Von allen den Frauen, die durch die Verse dieser drei großen Dichter berühmt geworden sind, erscheint Cynthia als die liebenswürdigste. Zu ihren sonstigen Vorzügen tritt ihre Begabung hinzu; sie pflegt den Gesang und die Dichtkunst. Aber bei all ihren Fähigkeiten, die auch bei gewissen Hetären nicht selten waren, taugt sie nicht mehr als diese; Gold und Wein und Wollust beherrschen sie trotzdem, und Properz, der ihren Kunstsinn nur ein oder zweimal rühmt, wird in seiner Leidenschaft für Cynthia doch von einer ganz anderen Macht bemeistert.“

Diese großen Dichter gehören augenscheinlich zu den feinsinnigsten und zartfühligsten Geistern ihrer Zeit.
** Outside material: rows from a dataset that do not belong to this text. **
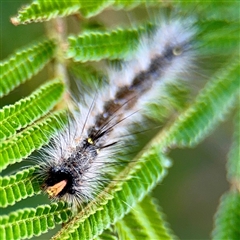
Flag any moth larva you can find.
[37,20,195,208]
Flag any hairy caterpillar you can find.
[39,17,195,206]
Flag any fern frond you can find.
[115,196,173,240]
[0,40,55,97]
[198,19,240,56]
[113,0,161,10]
[173,0,240,22]
[11,0,159,25]
[0,80,64,140]
[0,111,65,170]
[94,228,119,240]
[0,167,40,207]
[227,104,240,184]
[162,59,240,147]
[212,191,240,240]
[67,24,152,62]
[69,63,107,87]
[0,202,71,240]
[53,149,169,239]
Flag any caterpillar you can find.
[36,19,195,206]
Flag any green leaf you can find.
[0,80,64,140]
[227,103,240,184]
[0,202,71,240]
[161,59,240,147]
[50,147,169,240]
[197,19,240,57]
[67,24,152,62]
[70,63,107,88]
[0,167,41,207]
[94,228,119,240]
[11,0,159,25]
[115,196,173,240]
[113,0,161,10]
[0,111,65,170]
[0,40,55,97]
[212,191,240,240]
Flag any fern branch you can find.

Aber wen lieben sie und wie lieben sie? Dabei muß man von jeder literarischen Betrachtung und Beurteilung absehen. Ich will von ihnen nur ein Zeugnis über ihr Jahrhundert, genau so, wie ein heute moderner Roman dereinst in zweitausend Jahren ein Zeugnis unserer Sitten sein wird.


Empfohlene Zitierweise:
Stendhal übersetzt von Arthur Schurig: Über die Liebe (De l’Amour). Leipzig 1903, Seite 214. Digitale Volltext-Ausgabe bei Wikisource, URL: https://de.wikisource.org/w/index.php?title=Seite:Ueber_die_Liebe_214.jpg&oldid=- (Version vom 1.8.2018)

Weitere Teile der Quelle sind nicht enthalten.